Part 1: Health Education Assessment Program

First, the purpose and requirements of the assessment

In order to promote the development of school mental health education in the direction of regularization, institutionalization, scientific, humanization, standardization and modernization, special evaluation and evaluation indicators are formulated. The assessment can be carried out by the Municipal Education Bureau or by the comprehensive quality education assessment. Each urban area should organize self-examination. Assessment and evaluation adhere to the combination of theory and practice, the combination of process and results, and the combination of quantitative and qualitative, in order to facilitate the implementation and development of mental health education. The results of the assessment will serve as an important basis for the assessment of school work.

Second, the evaluation indicators

1. Mental health education institution setting

· Mental health education is included in the school work plan, and there are leaders in charge of implementation, with annual work plans;

· The school leaders study the mental health education work at least twice each semester administrative meeting, and have guidance, coordination, inspection and evaluation of the work;

· Schools with full-time teachers set up psychological counseling rooms, with special personnel, special venues and basic facilities, working systems, and normal operations;

· Schools with full-time and part-time teachers set up special or dual-use classrooms for mental health education and use them well;

· The funds are in place, the use is reasonable, there are books and materials, psychological work files, management science;

· Campus culture construction meets the requirements.

2. Mental health education teacher team construction

·Be able to equip at least one full-time psychological counseling teacher according to time requirements, participate in qualification training on time, and hold a certificate;

· Have at least three part-time teachers and participate in qualification training on time;

· Actively participate in mental health continuing education training, and provide school-based training for mental health related knowledge to all teachers no less than once per semester.

· The coaching teacher earnestly participates in the city and district teaching and research activities, and the attendance rate is high; the school-level teaching and research activities are at least once a month;

·Special and part-time mental health education teachers have reasonable workload and reasonable treatment

3. Mental health education work

· Provide mental health classes for students or organize regular lectures in a variety of forms, included in the schedule, and open the class;

· The counseling room meets the requirements and is open on a regular basis to receive students in need, no less than 5 class hours per week.
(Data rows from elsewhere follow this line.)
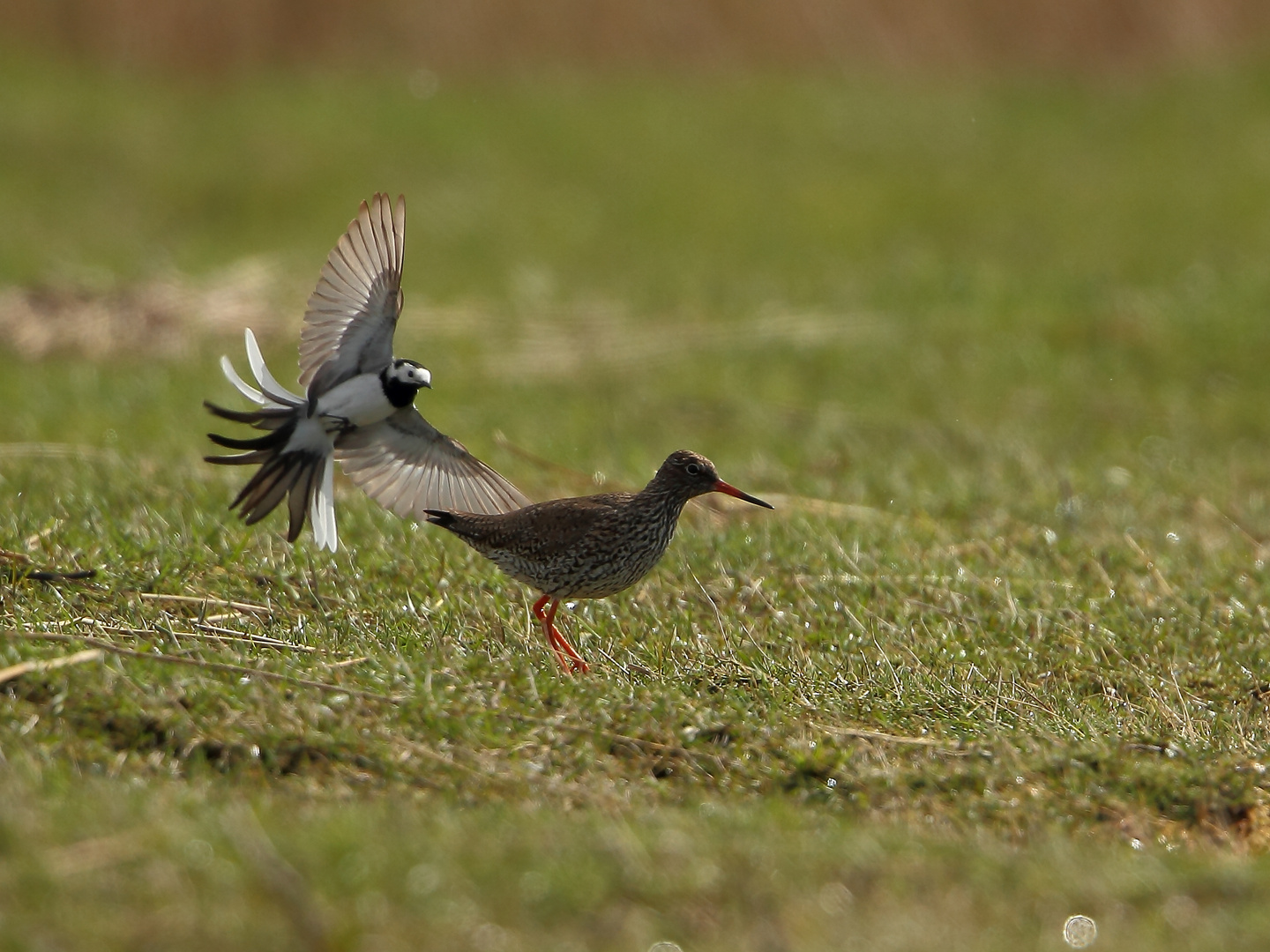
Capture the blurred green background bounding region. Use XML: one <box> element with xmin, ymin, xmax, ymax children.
<box><xmin>7</xmin><ymin>0</ymin><xmax>1270</xmax><ymax>952</ymax></box>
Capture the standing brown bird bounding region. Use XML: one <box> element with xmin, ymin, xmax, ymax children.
<box><xmin>427</xmin><ymin>450</ymin><xmax>773</xmax><ymax>673</ymax></box>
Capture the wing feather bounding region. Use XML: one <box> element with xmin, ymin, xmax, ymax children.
<box><xmin>335</xmin><ymin>406</ymin><xmax>529</xmax><ymax>519</ymax></box>
<box><xmin>300</xmin><ymin>193</ymin><xmax>405</xmax><ymax>393</ymax></box>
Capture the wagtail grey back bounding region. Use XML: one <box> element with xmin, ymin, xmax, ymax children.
<box><xmin>205</xmin><ymin>194</ymin><xmax>529</xmax><ymax>552</ymax></box>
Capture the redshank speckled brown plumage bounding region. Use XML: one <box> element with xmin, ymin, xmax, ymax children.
<box><xmin>427</xmin><ymin>450</ymin><xmax>773</xmax><ymax>673</ymax></box>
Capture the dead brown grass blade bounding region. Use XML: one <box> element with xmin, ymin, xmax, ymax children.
<box><xmin>0</xmin><ymin>628</ymin><xmax>401</xmax><ymax>704</ymax></box>
<box><xmin>0</xmin><ymin>647</ymin><xmax>106</xmax><ymax>684</ymax></box>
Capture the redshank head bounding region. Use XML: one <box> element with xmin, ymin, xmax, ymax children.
<box><xmin>653</xmin><ymin>450</ymin><xmax>773</xmax><ymax>509</ymax></box>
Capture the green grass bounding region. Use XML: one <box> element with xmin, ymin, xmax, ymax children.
<box><xmin>0</xmin><ymin>57</ymin><xmax>1270</xmax><ymax>949</ymax></box>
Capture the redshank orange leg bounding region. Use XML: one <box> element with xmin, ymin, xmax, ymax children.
<box><xmin>534</xmin><ymin>595</ymin><xmax>591</xmax><ymax>674</ymax></box>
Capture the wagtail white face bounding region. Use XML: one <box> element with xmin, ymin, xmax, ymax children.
<box><xmin>205</xmin><ymin>194</ymin><xmax>529</xmax><ymax>552</ymax></box>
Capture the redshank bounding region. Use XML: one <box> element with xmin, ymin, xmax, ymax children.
<box><xmin>427</xmin><ymin>450</ymin><xmax>773</xmax><ymax>673</ymax></box>
<box><xmin>205</xmin><ymin>194</ymin><xmax>529</xmax><ymax>552</ymax></box>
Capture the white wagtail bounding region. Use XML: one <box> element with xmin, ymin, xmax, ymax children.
<box><xmin>205</xmin><ymin>194</ymin><xmax>529</xmax><ymax>552</ymax></box>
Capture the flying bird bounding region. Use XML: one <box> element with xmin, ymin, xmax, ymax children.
<box><xmin>427</xmin><ymin>450</ymin><xmax>773</xmax><ymax>673</ymax></box>
<box><xmin>205</xmin><ymin>194</ymin><xmax>529</xmax><ymax>552</ymax></box>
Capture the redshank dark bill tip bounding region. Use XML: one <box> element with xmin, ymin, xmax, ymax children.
<box><xmin>711</xmin><ymin>480</ymin><xmax>776</xmax><ymax>509</ymax></box>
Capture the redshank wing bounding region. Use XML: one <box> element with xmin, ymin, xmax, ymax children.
<box><xmin>427</xmin><ymin>450</ymin><xmax>773</xmax><ymax>673</ymax></box>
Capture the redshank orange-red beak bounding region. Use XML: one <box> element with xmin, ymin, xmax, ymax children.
<box><xmin>710</xmin><ymin>480</ymin><xmax>774</xmax><ymax>509</ymax></box>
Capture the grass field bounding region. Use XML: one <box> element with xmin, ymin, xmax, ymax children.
<box><xmin>7</xmin><ymin>56</ymin><xmax>1270</xmax><ymax>952</ymax></box>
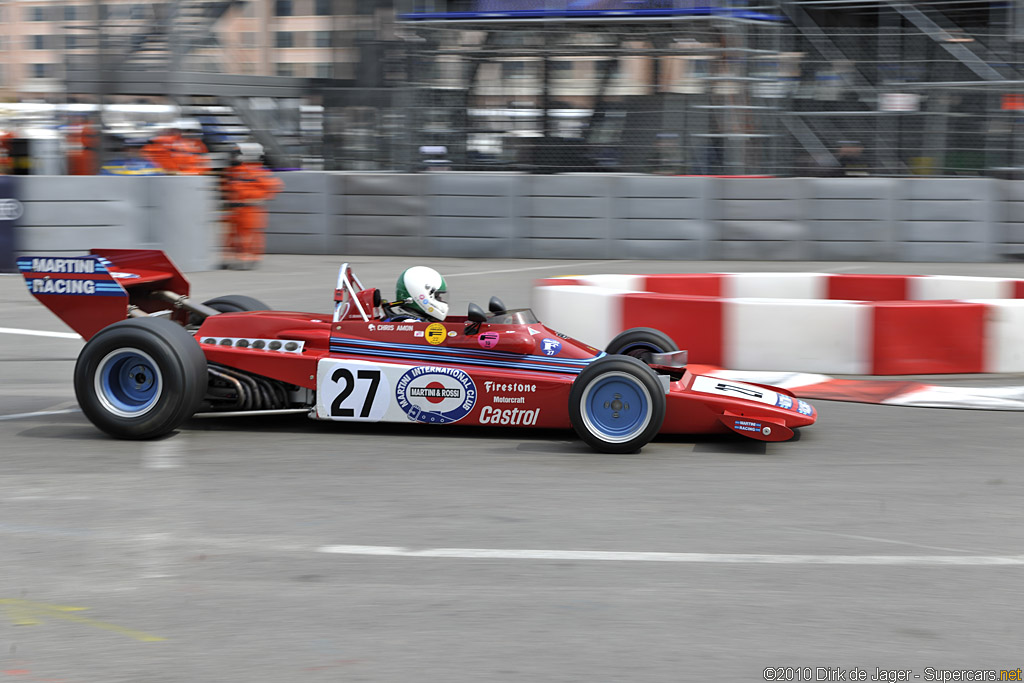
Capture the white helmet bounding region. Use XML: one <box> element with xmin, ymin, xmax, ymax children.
<box><xmin>395</xmin><ymin>265</ymin><xmax>447</xmax><ymax>321</ymax></box>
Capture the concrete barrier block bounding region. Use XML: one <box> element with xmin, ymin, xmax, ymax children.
<box><xmin>906</xmin><ymin>275</ymin><xmax>1014</xmax><ymax>301</ymax></box>
<box><xmin>895</xmin><ymin>242</ymin><xmax>992</xmax><ymax>263</ymax></box>
<box><xmin>345</xmin><ymin>195</ymin><xmax>427</xmax><ymax>216</ymax></box>
<box><xmin>903</xmin><ymin>200</ymin><xmax>985</xmax><ymax>222</ymax></box>
<box><xmin>266</xmin><ymin>191</ymin><xmax>327</xmax><ymax>213</ymax></box>
<box><xmin>266</xmin><ymin>232</ymin><xmax>327</xmax><ymax>254</ymax></box>
<box><xmin>526</xmin><ymin>197</ymin><xmax>609</xmax><ymax>218</ymax></box>
<box><xmin>714</xmin><ymin>240</ymin><xmax>811</xmax><ymax>261</ymax></box>
<box><xmin>718</xmin><ymin>178</ymin><xmax>804</xmax><ymax>201</ymax></box>
<box><xmin>806</xmin><ymin>220</ymin><xmax>889</xmax><ymax>242</ymax></box>
<box><xmin>344</xmin><ymin>173</ymin><xmax>426</xmax><ymax>197</ymax></box>
<box><xmin>718</xmin><ymin>199</ymin><xmax>803</xmax><ymax>221</ymax></box>
<box><xmin>723</xmin><ymin>299</ymin><xmax>871</xmax><ymax>375</ymax></box>
<box><xmin>526</xmin><ymin>239</ymin><xmax>611</xmax><ymax>259</ymax></box>
<box><xmin>807</xmin><ymin>199</ymin><xmax>890</xmax><ymax>222</ymax></box>
<box><xmin>345</xmin><ymin>215</ymin><xmax>426</xmax><ymax>237</ymax></box>
<box><xmin>429</xmin><ymin>216</ymin><xmax>513</xmax><ymax>240</ymax></box>
<box><xmin>719</xmin><ymin>220</ymin><xmax>810</xmax><ymax>242</ymax></box>
<box><xmin>22</xmin><ymin>198</ymin><xmax>141</xmax><ymax>227</ymax></box>
<box><xmin>425</xmin><ymin>237</ymin><xmax>507</xmax><ymax>255</ymax></box>
<box><xmin>722</xmin><ymin>272</ymin><xmax>828</xmax><ymax>299</ymax></box>
<box><xmin>530</xmin><ymin>285</ymin><xmax>628</xmax><ymax>348</ymax></box>
<box><xmin>900</xmin><ymin>221</ymin><xmax>982</xmax><ymax>242</ymax></box>
<box><xmin>611</xmin><ymin>239</ymin><xmax>709</xmax><ymax>261</ymax></box>
<box><xmin>522</xmin><ymin>173</ymin><xmax>613</xmax><ymax>197</ymax></box>
<box><xmin>611</xmin><ymin>197</ymin><xmax>703</xmax><ymax>220</ymax></box>
<box><xmin>424</xmin><ymin>172</ymin><xmax>525</xmax><ymax>197</ymax></box>
<box><xmin>346</xmin><ymin>234</ymin><xmax>423</xmax><ymax>256</ymax></box>
<box><xmin>267</xmin><ymin>213</ymin><xmax>327</xmax><ymax>234</ymax></box>
<box><xmin>805</xmin><ymin>178</ymin><xmax>893</xmax><ymax>200</ymax></box>
<box><xmin>611</xmin><ymin>219</ymin><xmax>712</xmax><ymax>242</ymax></box>
<box><xmin>897</xmin><ymin>178</ymin><xmax>983</xmax><ymax>202</ymax></box>
<box><xmin>427</xmin><ymin>195</ymin><xmax>512</xmax><ymax>218</ymax></box>
<box><xmin>616</xmin><ymin>175</ymin><xmax>709</xmax><ymax>199</ymax></box>
<box><xmin>525</xmin><ymin>218</ymin><xmax>608</xmax><ymax>242</ymax></box>
<box><xmin>972</xmin><ymin>299</ymin><xmax>1024</xmax><ymax>373</ymax></box>
<box><xmin>17</xmin><ymin>225</ymin><xmax>144</xmax><ymax>254</ymax></box>
<box><xmin>811</xmin><ymin>240</ymin><xmax>895</xmax><ymax>261</ymax></box>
Implement standardized management of archival materials and abide by the code of practice for psychological counseling and counseling;

· Infiltrating mental health education in subject teaching, class teacher work and team activities;

· Parent school holds relevant knowledge lectures, no less than 1 time per semester;

· There are research topics at the school level or above.

4. Mental health education work effectiveness

· Have an annual mental health education work plan, summary, etc.;

· A good evaluation of mental health education by teachers and students through questionnaires and symposiums;

· Have relevant scientific research results;

Third, the evaluation method

1. Check the text

2. Check the situation of mental health education teachers

3. Learn about students and teachers

4. View hardware facilities


Part 2: Health Education Assessment Program

In order to understand the health knowledge of residents in the jurisdiction, evaluate the effectiveness of health education publicity activities, and explore more effective publicity methods suitable for the jurisdiction, ** Community Health Service Center plans to evaluate the effectiveness of health literacy knowledge in 20XX. The specific content of the program is as follows.

I. Organizational leadership

The leaders of the community health service center are responsible for the overall organization and coordination of the survey and evaluation work; the center health education specialist and central office is responsible for formulating the survey plan, producing questionnaires, summarizing, collating and analyzing relevant work materials, and completing the survey and evaluation work summary; The person is responsible for the implementation of the specific investigation work.

Second, the investigation time

August-October 20XX.

Third, the survey object

Taking the resident of the jurisdiction as the survey object, a random sample of people aged from 20 to 69 years old.

Fourth, the survey content and methods

1. Survey content

Refer to the relevant materials to design the “** Community Health Service Center 20XX Resident Health Literacy Knowledge Test Questionnaire” questionnaire, which includes basic knowledge and concepts, healthy lifestyle and behavior, and basic skills.

2. Survey method

The doctors and nurses from the slow-moving doctors visited the site to explain the results, and the independent answer sheet was collected on the spot. The questionnaire mainly understands the residents' understanding and mastery of what is health, how to prevent common chronic diseases, infectious diseases, correct living habits, and emergency treatment methods in emergencies. These knowledge are residents in social life and health. Common sense should be mastered.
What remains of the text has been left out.